Flight height: 24,000 feet a.s.l.; lens focal length: 85.55 mm
Scale: 1:84,000 (approx.)
Date: August 10, 1970
Location: Townships 1 and 2; Ranges 28W1 and 29W1
Map sheets: 1:250,000 62F Virden
1:50,000 62F/3 Gainsborough
Field Shelterbelts Near Lyleton
During the drought of the 1930s this dry area of southwest Manitoba was subject to severe soil erosion. The Prairie Farm Rehabilitation Administration (PFRA) was established to deal with this and other farm problems. One result was the planting of field shelterbelts in severely affected areas. “A field shelter belt association was established in the Lyleton district in southwest Manitoba in 1936, and planting began the next year…. In 1952 the project covered 72 square miles, and included over 100 participants with 303 miles of hedges.”[i]
This high-level photo shows the density of belts in townships 1 and 2, range 28W1 around Lyleton 1. The belts harmonize with the DLS, trending east/west 2 or north/south 3. The photograph straddles the U.S.A./Canada border 4. Although essentially the same land division system exists on either side of the border, the two systems do not coincide exactly.
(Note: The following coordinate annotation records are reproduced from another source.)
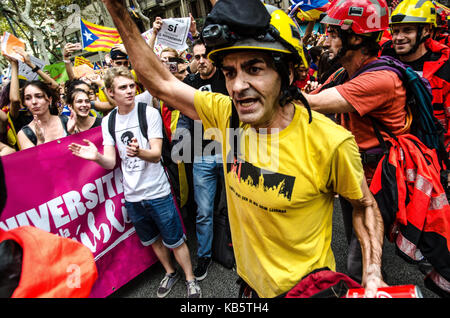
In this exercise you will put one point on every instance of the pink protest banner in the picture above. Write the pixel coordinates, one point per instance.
(49, 188)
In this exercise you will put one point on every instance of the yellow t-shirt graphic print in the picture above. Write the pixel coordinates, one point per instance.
(280, 193)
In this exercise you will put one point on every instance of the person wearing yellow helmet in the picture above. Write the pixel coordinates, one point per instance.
(416, 18)
(280, 195)
(411, 24)
(354, 29)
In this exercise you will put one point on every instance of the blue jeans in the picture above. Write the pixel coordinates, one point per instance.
(154, 218)
(206, 172)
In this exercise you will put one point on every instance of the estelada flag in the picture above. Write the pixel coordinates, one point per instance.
(79, 60)
(8, 43)
(309, 10)
(98, 38)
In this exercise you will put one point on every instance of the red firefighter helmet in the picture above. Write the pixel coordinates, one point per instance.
(361, 16)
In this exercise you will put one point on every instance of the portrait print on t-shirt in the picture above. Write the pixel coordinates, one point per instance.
(132, 164)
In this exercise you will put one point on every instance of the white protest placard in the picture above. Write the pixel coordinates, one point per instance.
(25, 70)
(174, 32)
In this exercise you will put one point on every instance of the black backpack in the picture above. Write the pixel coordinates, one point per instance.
(142, 107)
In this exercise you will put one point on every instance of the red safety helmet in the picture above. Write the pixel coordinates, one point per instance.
(361, 16)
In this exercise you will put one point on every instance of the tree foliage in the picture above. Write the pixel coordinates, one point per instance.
(41, 23)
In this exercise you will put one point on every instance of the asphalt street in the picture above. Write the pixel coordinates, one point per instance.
(221, 282)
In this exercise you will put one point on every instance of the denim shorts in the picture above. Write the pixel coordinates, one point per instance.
(154, 218)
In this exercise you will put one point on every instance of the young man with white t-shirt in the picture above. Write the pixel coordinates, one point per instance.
(148, 197)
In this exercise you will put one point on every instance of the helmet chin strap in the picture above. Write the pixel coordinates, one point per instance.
(419, 40)
(288, 92)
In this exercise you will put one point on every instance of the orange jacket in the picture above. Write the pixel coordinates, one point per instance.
(52, 266)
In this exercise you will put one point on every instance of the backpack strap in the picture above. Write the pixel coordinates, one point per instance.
(142, 117)
(30, 134)
(112, 124)
(234, 138)
(64, 119)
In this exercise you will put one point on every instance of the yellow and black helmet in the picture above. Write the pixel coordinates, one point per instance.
(231, 27)
(414, 11)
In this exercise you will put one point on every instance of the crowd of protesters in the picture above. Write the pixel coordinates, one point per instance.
(35, 112)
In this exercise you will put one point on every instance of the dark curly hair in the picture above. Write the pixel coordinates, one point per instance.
(47, 90)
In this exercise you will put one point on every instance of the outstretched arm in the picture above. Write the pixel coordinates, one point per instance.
(369, 229)
(90, 152)
(156, 78)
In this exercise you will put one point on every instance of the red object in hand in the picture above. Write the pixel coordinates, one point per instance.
(402, 291)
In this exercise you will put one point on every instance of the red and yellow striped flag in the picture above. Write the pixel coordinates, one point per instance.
(98, 38)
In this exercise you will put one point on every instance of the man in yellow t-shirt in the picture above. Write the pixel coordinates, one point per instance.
(283, 167)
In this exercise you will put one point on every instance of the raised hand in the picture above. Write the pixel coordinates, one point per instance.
(72, 122)
(88, 152)
(133, 148)
(39, 130)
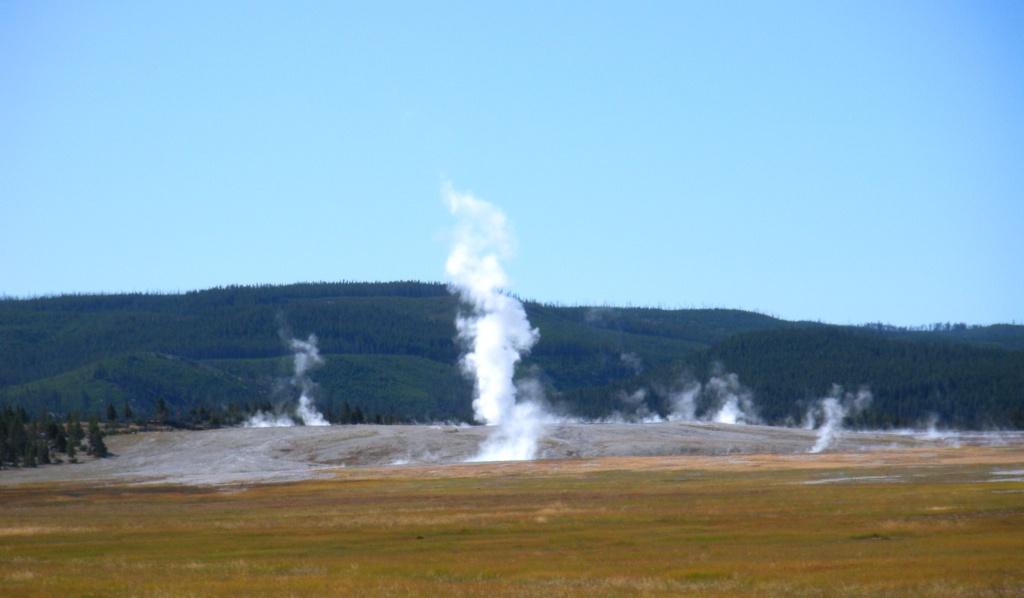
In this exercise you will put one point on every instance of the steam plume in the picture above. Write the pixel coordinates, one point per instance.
(306, 356)
(495, 328)
(833, 410)
(734, 400)
(684, 402)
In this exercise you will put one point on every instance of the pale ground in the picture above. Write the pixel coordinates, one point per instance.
(266, 455)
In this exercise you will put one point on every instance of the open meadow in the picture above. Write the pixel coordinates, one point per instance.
(942, 521)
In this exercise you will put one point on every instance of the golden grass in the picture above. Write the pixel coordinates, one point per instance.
(745, 525)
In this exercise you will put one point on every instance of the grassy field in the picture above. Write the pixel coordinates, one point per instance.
(910, 522)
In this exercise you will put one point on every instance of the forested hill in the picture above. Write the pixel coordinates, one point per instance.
(390, 353)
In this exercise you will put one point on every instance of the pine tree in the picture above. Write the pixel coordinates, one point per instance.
(96, 445)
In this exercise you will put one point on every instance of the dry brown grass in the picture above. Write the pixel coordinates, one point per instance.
(745, 525)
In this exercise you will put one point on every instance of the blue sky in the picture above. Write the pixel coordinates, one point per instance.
(840, 161)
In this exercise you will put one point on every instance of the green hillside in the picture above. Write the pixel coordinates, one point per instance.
(390, 350)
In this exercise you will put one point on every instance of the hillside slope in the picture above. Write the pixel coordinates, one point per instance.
(390, 350)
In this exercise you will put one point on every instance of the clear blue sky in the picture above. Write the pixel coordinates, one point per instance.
(838, 161)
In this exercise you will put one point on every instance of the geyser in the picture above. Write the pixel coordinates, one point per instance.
(495, 328)
(306, 356)
(832, 411)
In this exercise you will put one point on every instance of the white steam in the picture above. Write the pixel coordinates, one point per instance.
(735, 402)
(306, 356)
(495, 328)
(684, 402)
(832, 411)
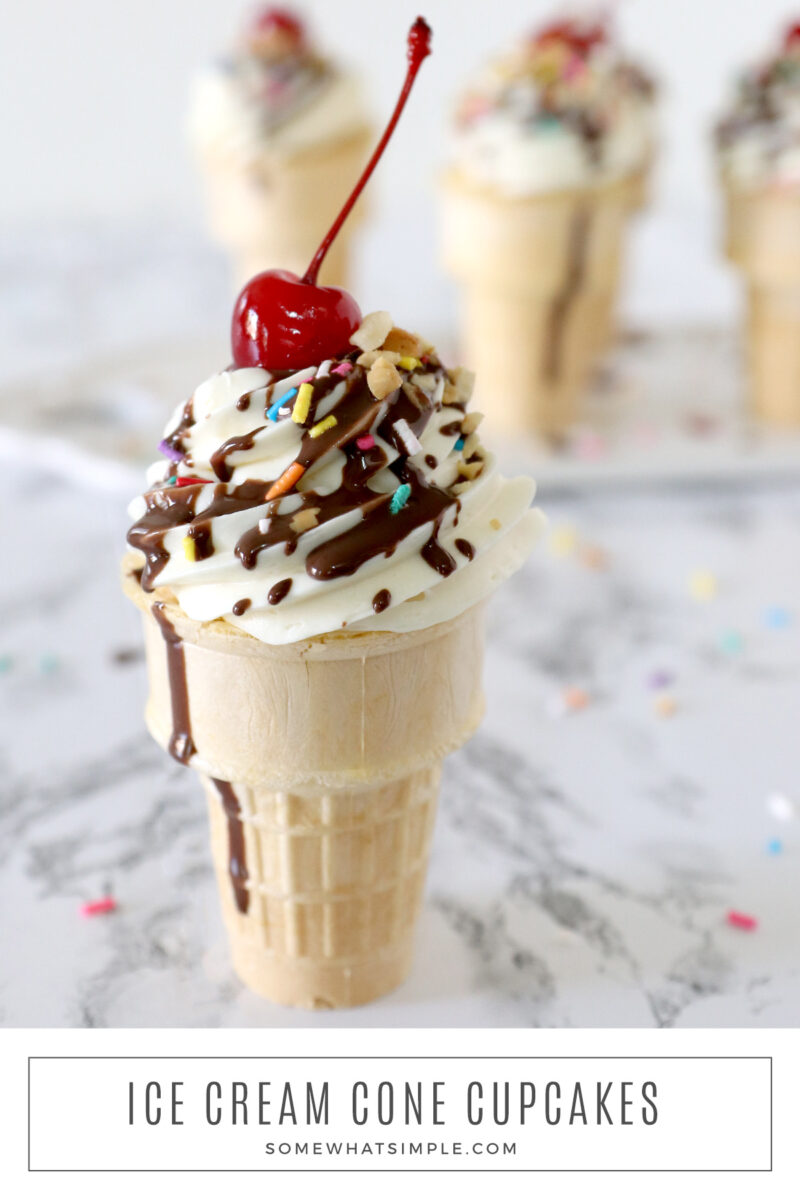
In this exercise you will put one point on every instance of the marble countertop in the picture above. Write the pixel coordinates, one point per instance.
(583, 863)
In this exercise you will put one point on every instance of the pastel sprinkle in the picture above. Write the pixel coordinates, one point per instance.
(272, 413)
(400, 498)
(563, 540)
(302, 405)
(317, 431)
(407, 436)
(287, 480)
(98, 907)
(169, 451)
(741, 921)
(703, 585)
(776, 617)
(732, 641)
(780, 807)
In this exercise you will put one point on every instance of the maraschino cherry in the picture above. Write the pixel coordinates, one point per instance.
(282, 322)
(282, 22)
(792, 39)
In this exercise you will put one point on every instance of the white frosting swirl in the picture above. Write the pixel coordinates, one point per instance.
(488, 515)
(523, 132)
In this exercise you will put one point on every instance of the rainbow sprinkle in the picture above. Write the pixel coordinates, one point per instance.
(302, 405)
(272, 413)
(287, 480)
(317, 431)
(400, 498)
(98, 907)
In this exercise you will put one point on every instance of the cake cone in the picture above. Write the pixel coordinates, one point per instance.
(320, 761)
(272, 211)
(539, 276)
(763, 240)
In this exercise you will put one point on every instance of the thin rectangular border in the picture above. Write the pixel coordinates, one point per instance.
(395, 1170)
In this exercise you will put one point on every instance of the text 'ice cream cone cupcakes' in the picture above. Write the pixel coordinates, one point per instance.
(549, 153)
(311, 558)
(280, 133)
(758, 156)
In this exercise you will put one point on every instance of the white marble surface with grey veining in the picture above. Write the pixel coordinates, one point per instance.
(583, 865)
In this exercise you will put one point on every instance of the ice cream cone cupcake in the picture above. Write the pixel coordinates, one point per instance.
(551, 151)
(758, 155)
(311, 558)
(280, 135)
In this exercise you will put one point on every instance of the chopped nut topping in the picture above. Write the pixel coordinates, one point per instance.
(404, 343)
(383, 378)
(470, 469)
(305, 520)
(372, 331)
(470, 423)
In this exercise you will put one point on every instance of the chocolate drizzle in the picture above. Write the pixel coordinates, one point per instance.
(180, 742)
(278, 592)
(236, 852)
(382, 600)
(563, 301)
(384, 525)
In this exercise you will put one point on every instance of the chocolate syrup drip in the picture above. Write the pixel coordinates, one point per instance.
(236, 852)
(278, 592)
(218, 460)
(378, 533)
(563, 301)
(382, 600)
(167, 508)
(180, 742)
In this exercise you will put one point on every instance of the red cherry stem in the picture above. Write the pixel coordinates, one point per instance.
(419, 47)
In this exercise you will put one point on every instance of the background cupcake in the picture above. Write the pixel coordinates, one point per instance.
(280, 133)
(758, 155)
(549, 154)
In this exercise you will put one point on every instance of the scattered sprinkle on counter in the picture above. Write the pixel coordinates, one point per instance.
(776, 617)
(741, 921)
(732, 642)
(98, 907)
(780, 807)
(666, 706)
(563, 540)
(703, 585)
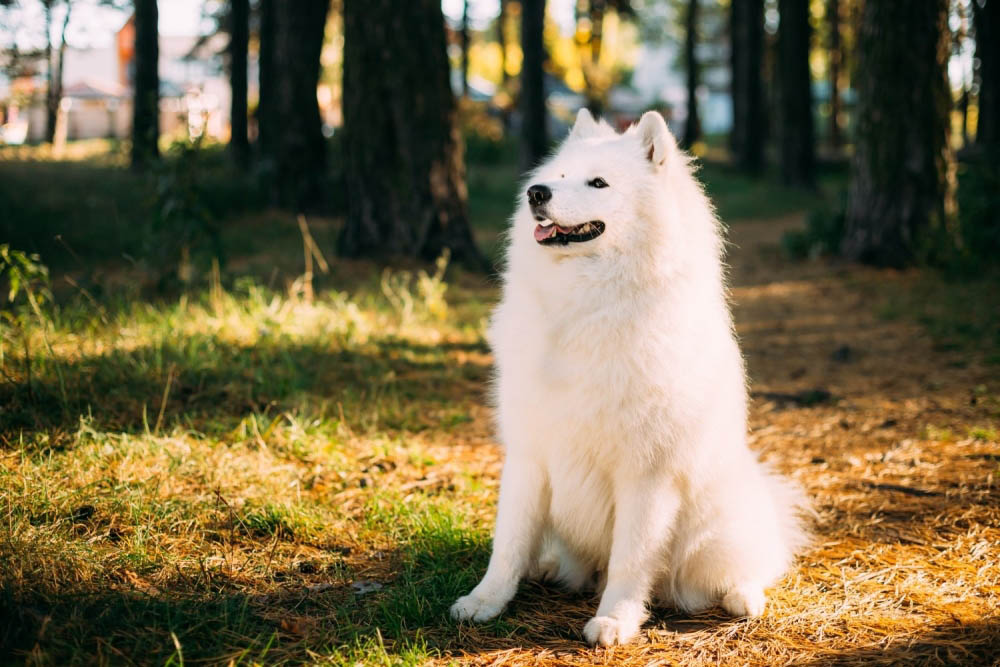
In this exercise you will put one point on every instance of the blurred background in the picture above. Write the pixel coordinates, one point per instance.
(349, 111)
(248, 251)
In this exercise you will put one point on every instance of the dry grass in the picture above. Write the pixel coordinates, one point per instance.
(253, 478)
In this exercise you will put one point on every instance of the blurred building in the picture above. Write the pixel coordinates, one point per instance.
(97, 91)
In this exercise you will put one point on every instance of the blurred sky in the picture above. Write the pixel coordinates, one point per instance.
(94, 26)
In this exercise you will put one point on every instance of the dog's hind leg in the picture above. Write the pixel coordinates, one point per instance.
(737, 549)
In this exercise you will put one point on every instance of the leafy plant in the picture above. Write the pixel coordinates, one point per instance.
(184, 235)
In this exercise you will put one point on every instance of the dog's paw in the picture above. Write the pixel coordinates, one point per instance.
(476, 608)
(746, 600)
(608, 631)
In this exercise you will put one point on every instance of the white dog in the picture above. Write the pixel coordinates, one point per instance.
(621, 396)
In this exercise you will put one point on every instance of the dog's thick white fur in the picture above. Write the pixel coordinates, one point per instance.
(621, 399)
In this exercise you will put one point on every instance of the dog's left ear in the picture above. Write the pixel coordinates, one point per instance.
(657, 143)
(585, 125)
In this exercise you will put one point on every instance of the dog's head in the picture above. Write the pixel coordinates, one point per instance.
(594, 194)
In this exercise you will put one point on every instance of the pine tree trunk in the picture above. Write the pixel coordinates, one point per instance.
(146, 100)
(405, 171)
(502, 41)
(795, 124)
(465, 49)
(239, 39)
(899, 176)
(265, 78)
(747, 55)
(987, 25)
(534, 114)
(692, 127)
(51, 102)
(835, 58)
(596, 91)
(292, 141)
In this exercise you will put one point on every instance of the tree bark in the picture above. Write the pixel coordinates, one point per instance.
(465, 48)
(692, 127)
(291, 128)
(239, 40)
(986, 21)
(51, 103)
(265, 77)
(747, 55)
(534, 114)
(146, 99)
(835, 58)
(899, 178)
(405, 170)
(502, 40)
(795, 125)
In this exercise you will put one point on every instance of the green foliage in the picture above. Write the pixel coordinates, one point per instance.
(25, 274)
(822, 236)
(183, 234)
(978, 215)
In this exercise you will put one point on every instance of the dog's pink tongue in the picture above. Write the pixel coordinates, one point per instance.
(542, 233)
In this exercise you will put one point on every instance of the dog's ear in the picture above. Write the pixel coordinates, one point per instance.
(657, 142)
(585, 126)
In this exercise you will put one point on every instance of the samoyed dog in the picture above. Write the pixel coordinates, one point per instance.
(621, 396)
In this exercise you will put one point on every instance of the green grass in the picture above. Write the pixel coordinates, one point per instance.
(219, 472)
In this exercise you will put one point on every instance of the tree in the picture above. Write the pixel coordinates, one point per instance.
(692, 127)
(534, 116)
(239, 39)
(795, 123)
(986, 22)
(465, 48)
(403, 152)
(899, 174)
(146, 96)
(291, 129)
(746, 61)
(502, 41)
(835, 55)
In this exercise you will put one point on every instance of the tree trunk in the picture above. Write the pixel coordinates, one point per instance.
(265, 78)
(239, 39)
(795, 123)
(596, 86)
(502, 40)
(747, 55)
(465, 49)
(899, 176)
(534, 114)
(56, 85)
(51, 103)
(291, 129)
(836, 57)
(986, 21)
(146, 99)
(692, 127)
(405, 171)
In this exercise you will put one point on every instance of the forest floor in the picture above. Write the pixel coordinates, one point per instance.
(248, 474)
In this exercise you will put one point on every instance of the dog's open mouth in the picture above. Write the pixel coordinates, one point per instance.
(553, 234)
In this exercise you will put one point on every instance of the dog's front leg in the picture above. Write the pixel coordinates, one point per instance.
(521, 513)
(645, 510)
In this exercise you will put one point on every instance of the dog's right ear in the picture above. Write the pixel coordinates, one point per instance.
(585, 126)
(656, 140)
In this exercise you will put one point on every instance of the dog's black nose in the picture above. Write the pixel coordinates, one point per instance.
(539, 194)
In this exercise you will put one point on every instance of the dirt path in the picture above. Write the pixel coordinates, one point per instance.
(890, 438)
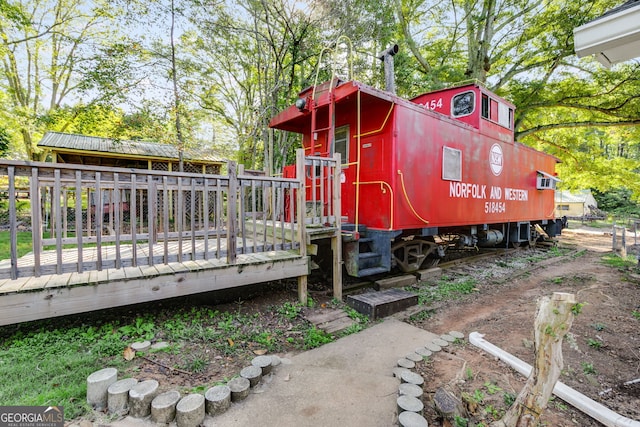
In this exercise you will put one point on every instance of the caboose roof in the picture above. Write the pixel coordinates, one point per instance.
(456, 89)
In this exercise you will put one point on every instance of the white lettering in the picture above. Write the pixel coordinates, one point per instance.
(467, 190)
(496, 193)
(495, 207)
(516, 194)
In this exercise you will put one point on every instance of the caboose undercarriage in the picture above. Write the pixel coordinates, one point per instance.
(367, 252)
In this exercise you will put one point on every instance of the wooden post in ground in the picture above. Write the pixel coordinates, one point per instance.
(619, 248)
(336, 240)
(553, 321)
(302, 229)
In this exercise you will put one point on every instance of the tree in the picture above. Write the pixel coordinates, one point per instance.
(260, 61)
(523, 50)
(57, 51)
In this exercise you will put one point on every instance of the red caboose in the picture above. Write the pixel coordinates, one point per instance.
(421, 175)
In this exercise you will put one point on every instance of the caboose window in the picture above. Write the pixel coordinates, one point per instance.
(463, 104)
(485, 106)
(544, 181)
(341, 143)
(451, 164)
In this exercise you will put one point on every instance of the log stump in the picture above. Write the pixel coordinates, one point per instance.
(217, 399)
(190, 411)
(553, 320)
(140, 397)
(447, 404)
(253, 374)
(163, 407)
(97, 385)
(412, 390)
(410, 404)
(118, 395)
(264, 363)
(239, 387)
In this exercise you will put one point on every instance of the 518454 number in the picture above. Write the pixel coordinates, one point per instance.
(495, 207)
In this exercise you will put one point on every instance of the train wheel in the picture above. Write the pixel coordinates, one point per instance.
(411, 254)
(430, 262)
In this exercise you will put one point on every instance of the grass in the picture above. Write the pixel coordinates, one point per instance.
(24, 243)
(620, 263)
(47, 362)
(446, 289)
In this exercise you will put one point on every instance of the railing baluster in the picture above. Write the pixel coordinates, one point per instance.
(205, 213)
(265, 215)
(98, 208)
(273, 215)
(65, 211)
(281, 213)
(322, 195)
(218, 220)
(116, 208)
(58, 219)
(133, 220)
(152, 206)
(36, 221)
(193, 219)
(258, 202)
(232, 214)
(292, 215)
(79, 219)
(242, 224)
(13, 222)
(253, 215)
(165, 217)
(180, 217)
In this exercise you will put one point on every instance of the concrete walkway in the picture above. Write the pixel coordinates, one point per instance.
(345, 383)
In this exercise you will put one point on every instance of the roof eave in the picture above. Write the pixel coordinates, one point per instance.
(612, 38)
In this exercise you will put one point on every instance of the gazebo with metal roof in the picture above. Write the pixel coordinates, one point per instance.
(97, 151)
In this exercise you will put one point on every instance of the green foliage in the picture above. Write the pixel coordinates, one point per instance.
(315, 337)
(491, 388)
(618, 201)
(460, 421)
(446, 289)
(594, 343)
(508, 399)
(615, 261)
(289, 310)
(577, 308)
(587, 368)
(141, 329)
(5, 140)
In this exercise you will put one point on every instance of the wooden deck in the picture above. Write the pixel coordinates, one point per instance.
(181, 234)
(31, 298)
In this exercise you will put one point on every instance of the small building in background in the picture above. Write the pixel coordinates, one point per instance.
(96, 151)
(578, 203)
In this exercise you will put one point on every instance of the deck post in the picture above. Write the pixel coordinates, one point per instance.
(232, 213)
(302, 230)
(336, 240)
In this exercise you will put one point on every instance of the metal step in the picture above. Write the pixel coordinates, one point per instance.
(368, 255)
(383, 303)
(371, 271)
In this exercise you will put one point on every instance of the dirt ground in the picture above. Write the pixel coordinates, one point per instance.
(601, 351)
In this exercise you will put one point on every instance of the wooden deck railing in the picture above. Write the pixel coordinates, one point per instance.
(93, 218)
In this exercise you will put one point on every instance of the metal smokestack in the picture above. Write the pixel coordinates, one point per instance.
(389, 77)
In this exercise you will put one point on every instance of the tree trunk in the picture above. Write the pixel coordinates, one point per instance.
(553, 321)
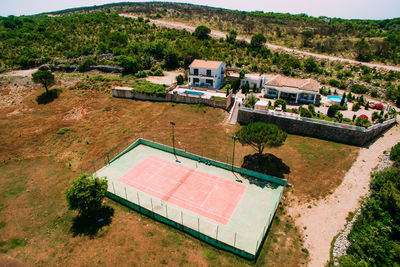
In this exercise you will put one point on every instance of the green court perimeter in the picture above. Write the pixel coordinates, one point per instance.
(249, 199)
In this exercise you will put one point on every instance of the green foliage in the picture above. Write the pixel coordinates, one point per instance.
(359, 89)
(374, 238)
(355, 107)
(280, 102)
(258, 40)
(86, 194)
(395, 153)
(202, 32)
(129, 64)
(260, 135)
(45, 78)
(86, 63)
(231, 37)
(310, 65)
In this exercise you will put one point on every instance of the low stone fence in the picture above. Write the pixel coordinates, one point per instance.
(126, 92)
(295, 124)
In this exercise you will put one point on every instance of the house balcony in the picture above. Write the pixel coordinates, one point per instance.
(202, 75)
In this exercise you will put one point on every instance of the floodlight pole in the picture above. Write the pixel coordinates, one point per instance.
(173, 137)
(233, 154)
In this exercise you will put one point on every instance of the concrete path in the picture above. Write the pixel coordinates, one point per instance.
(324, 220)
(219, 34)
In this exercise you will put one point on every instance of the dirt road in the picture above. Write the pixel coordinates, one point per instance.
(323, 220)
(219, 34)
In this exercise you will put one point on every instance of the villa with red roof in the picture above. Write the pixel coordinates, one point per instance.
(206, 73)
(293, 90)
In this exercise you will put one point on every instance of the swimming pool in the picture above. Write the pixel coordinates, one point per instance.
(193, 93)
(335, 99)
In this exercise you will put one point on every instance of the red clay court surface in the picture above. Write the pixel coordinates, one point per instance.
(205, 194)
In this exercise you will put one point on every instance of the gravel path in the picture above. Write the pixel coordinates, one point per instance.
(342, 243)
(324, 220)
(219, 34)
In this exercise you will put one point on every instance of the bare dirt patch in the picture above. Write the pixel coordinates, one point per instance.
(43, 162)
(321, 221)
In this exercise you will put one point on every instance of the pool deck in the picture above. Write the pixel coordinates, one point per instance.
(207, 94)
(248, 223)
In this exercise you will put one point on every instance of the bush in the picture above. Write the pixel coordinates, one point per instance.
(395, 153)
(359, 89)
(356, 106)
(280, 102)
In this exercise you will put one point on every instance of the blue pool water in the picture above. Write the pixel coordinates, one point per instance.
(335, 98)
(193, 93)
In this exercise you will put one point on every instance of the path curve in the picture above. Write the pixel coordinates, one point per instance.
(219, 34)
(323, 221)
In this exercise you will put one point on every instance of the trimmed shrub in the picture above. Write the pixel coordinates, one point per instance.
(395, 153)
(359, 89)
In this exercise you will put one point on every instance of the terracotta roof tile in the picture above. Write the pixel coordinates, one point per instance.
(208, 64)
(302, 84)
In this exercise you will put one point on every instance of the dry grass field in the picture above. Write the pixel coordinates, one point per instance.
(43, 147)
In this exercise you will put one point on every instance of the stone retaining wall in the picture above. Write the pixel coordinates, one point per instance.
(329, 131)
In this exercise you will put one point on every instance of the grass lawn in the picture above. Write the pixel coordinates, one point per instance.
(37, 163)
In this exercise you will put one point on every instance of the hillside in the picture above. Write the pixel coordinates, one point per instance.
(364, 40)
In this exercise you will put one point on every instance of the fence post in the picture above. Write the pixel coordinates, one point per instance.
(182, 217)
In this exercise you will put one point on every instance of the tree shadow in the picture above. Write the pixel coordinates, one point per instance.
(90, 224)
(46, 98)
(267, 164)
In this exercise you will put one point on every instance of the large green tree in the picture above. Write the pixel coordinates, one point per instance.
(86, 194)
(260, 135)
(258, 40)
(44, 77)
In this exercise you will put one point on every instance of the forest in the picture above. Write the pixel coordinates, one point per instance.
(364, 40)
(137, 45)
In the extreme north of North Dakota is a tier of part sections 5, and north/south section lines are not continuous at the border 6 resulting in a jog on the north/south PR 256 7. Two small creeks traverse the area from west to east; Antler Creek in the south 8 is the more prominent of the two because of its dark-toned wooded banks. This creek and Gainsborough Creek 9 in the north flow east to the Souris (off the photo). In the northwest is the typical mottled tone of ground moraine topography 10. Gravel roads follow some section lines 11, and a CP spur line that finishes just west of Lyleton 12 can be seen in the east.
[i] Warkentin, J. and Ruggles, R. I., op. cit.,1990, 356. Figure 174 is a map of the shelterbelts near Lyleton.